Gelukkig zijn de minimumdoelen voor taal niet te veel verengelst. In het Verenigd Koninkrijk moeten kleuters het hele alfabet kennen, in België vijftien letters. In België wordt de basis gelegd om te kunnen schrijven met de juiste houding en binnen de lijntjes te kleuren. Hier moeten kleuters voor ze een jaar jonger aan het eerste leerjaar mogen beginnen, leesbare zinnen kunnen schrijven. Ze mogen fonetisch schrijven, maar wij hebben bij onze oudste dochter gemerkt hoe moeilijk het is van een fonetische naar een correcte spelling over te schakelen.
Ik las ooit dat je bij kinderen van nul tot zes jaar op de hardware moet focussen, en dat het brein pas vanaf zes jaar klaar is voor de software, zoals taal. Daarom begint in Noord-Europa het echte lezen en schrijven pas dan. En ik geloof dat ook! Wij praten allebei Nederlands tegen onze kinderen. De oudste sprak enkel Engels terug. Ook tegen haar neefjes en nichtjes die daar geen woord van begrepen.
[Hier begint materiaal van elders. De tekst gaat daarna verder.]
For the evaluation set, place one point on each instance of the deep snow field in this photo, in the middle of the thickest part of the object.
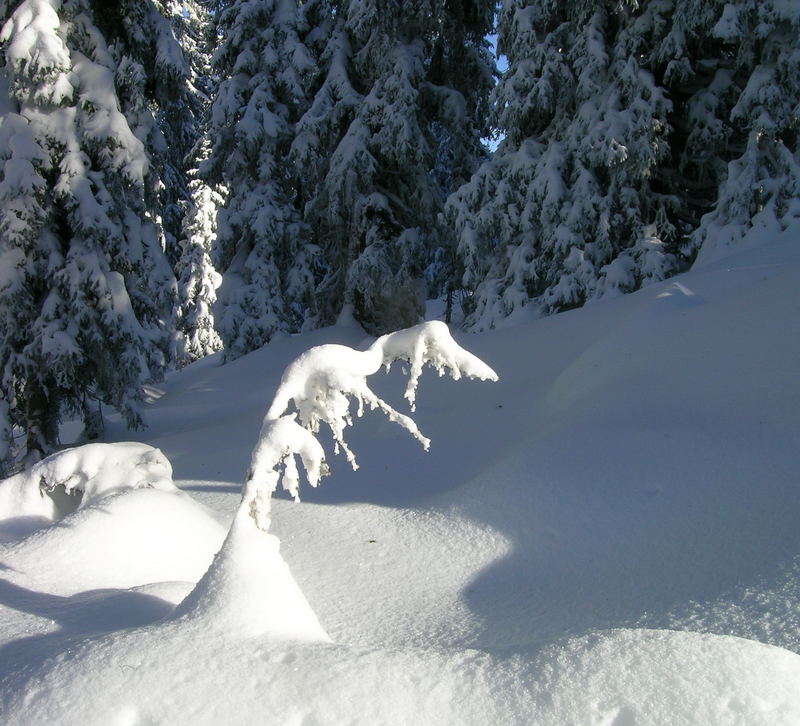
(608, 536)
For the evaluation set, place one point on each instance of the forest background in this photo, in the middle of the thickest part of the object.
(182, 178)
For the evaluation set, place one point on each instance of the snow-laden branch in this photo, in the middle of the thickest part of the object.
(322, 384)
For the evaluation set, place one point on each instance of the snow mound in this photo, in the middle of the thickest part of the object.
(124, 540)
(614, 678)
(108, 516)
(78, 477)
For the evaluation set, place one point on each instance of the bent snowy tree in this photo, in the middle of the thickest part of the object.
(248, 590)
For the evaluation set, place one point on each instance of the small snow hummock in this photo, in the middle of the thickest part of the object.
(74, 478)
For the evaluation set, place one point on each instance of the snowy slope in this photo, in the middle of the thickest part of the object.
(583, 543)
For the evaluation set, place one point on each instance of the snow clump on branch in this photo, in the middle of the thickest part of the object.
(321, 384)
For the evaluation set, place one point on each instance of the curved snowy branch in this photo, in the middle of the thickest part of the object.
(322, 384)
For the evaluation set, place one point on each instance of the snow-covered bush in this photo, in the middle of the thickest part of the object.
(248, 590)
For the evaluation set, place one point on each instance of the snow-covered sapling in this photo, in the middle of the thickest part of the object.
(248, 589)
(321, 384)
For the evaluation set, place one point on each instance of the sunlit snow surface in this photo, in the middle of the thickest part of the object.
(598, 539)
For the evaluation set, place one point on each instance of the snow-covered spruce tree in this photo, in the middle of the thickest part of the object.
(198, 279)
(262, 245)
(158, 46)
(567, 210)
(86, 288)
(620, 120)
(248, 590)
(759, 77)
(394, 125)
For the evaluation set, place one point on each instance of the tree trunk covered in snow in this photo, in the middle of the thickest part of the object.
(620, 119)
Maar sinds de zomer dat ze zes werd, kan haar brein plots al die woorden in twee vakjes sorteren en spreekt ze vloeiend Nederlands.
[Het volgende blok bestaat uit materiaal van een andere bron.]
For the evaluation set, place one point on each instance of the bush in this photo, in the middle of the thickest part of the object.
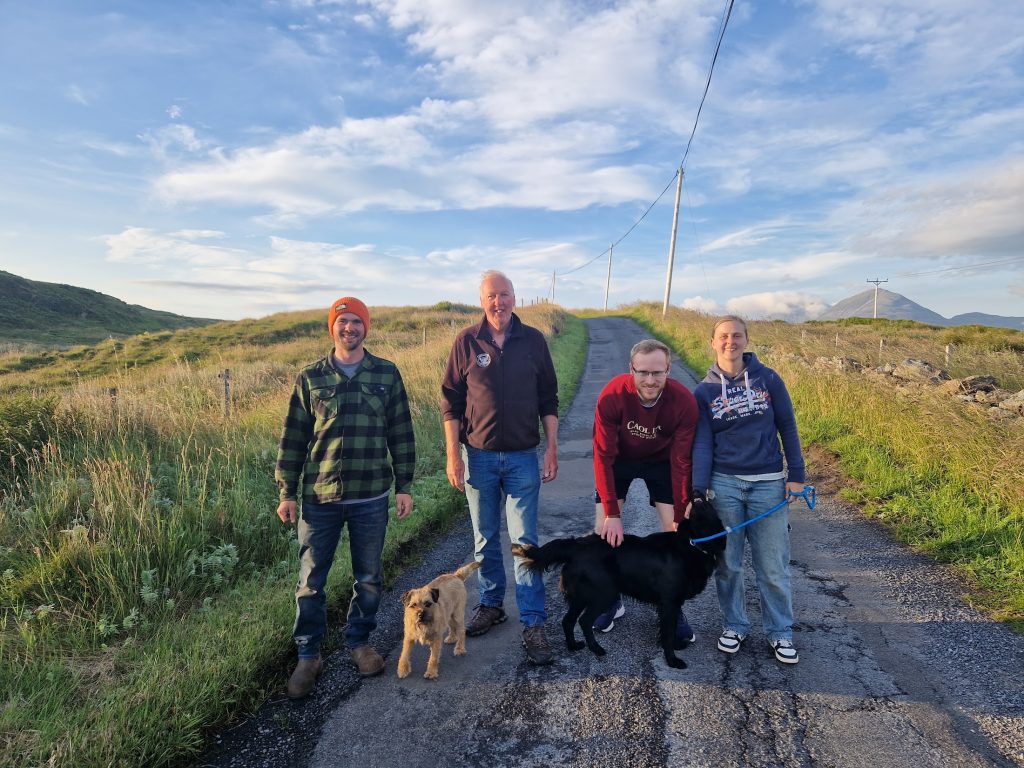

Onze driejarige kleuter denkt daar anders over. Afgelopen week vond ze het stoepkrijt. Leuk, dacht ik: de tuin een beetje opvrolijken met regenbogen en bloemen. Maar helaas, ze had net de letter f geleerd en dus kreeg elke stoeptegel een f. Ik zette er een p voor. Pfff. Als ik met de oudste huiswerk zit te maken, wil zij ook huiswerk krijgen. Dan moet ik stippen zetten, zodat ze haar naam kan schrijven. Af en toe zet ik stippen die een lachend mannetje vormen, maar ik krijg een angry face in ruil. Niet op papier, maar op haar gezicht. Creativiteit brengt haar geen plezier. En natuurlijk, ieder kind is anders. Toch ben ik ervan overtuigd dat de focus op het academische haar voorkeur heeft geconditioneerd.
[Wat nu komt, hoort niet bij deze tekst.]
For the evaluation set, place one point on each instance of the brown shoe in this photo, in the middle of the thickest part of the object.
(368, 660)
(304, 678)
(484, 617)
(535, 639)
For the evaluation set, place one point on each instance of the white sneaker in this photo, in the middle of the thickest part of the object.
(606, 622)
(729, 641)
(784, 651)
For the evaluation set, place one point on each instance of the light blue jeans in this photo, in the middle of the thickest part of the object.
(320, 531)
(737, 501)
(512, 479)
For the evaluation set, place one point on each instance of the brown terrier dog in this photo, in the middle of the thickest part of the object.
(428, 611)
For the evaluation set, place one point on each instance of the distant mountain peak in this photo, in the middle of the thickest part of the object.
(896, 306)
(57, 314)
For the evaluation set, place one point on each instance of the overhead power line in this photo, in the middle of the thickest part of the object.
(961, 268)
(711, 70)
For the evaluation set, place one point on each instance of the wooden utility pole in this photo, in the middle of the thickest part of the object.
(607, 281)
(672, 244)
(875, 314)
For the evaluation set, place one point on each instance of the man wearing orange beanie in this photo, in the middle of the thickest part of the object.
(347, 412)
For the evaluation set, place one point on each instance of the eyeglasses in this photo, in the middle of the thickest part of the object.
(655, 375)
Toevallig wonen we dicht bij een uitstekende crèche. Mensen verhuizen naar onze buurt om hun kind daarbinnen te krijgen. De balans tipt sinds onze dochter drie is gewoon te veel over naar academische prestaties. Omdat ze in september geboren is en er hier geen instapmomenten zijn, zal ze haar pre-school twee keer doen. Elk kind dat op 1 september vier is, gaat naar school. Mijn oudste, die in augustus is geboren, startte de school drie weken nadat ze vier was geworden, de jongste zal dat pas doen drie weken voor ze vijf wordt.
We zagen dat niet echt zitten, nog een extra jaar veel te vroeg die letters erin drillen. Dus we zochten naar alternatieven. De lagere school van de oudste heeft ook een pre-school, maar de dagen zijn er maar van 9 tot 15 uur en ze volgen de schoolvakanties. Een logistieke nachtmerrie dus. Onze nieuwsgierigheid was te groot, dus we boekten een bezichtiging. En waaw! Ik ben zo blij met die school. Zo on-Brits en zo rebels tegen al die academische druk. Lang verhaal kort: vanaf september zitten we hier met een logistieke nachtmerrie, want onze kleuter gaat nog een jaartje langer echt kind zijn!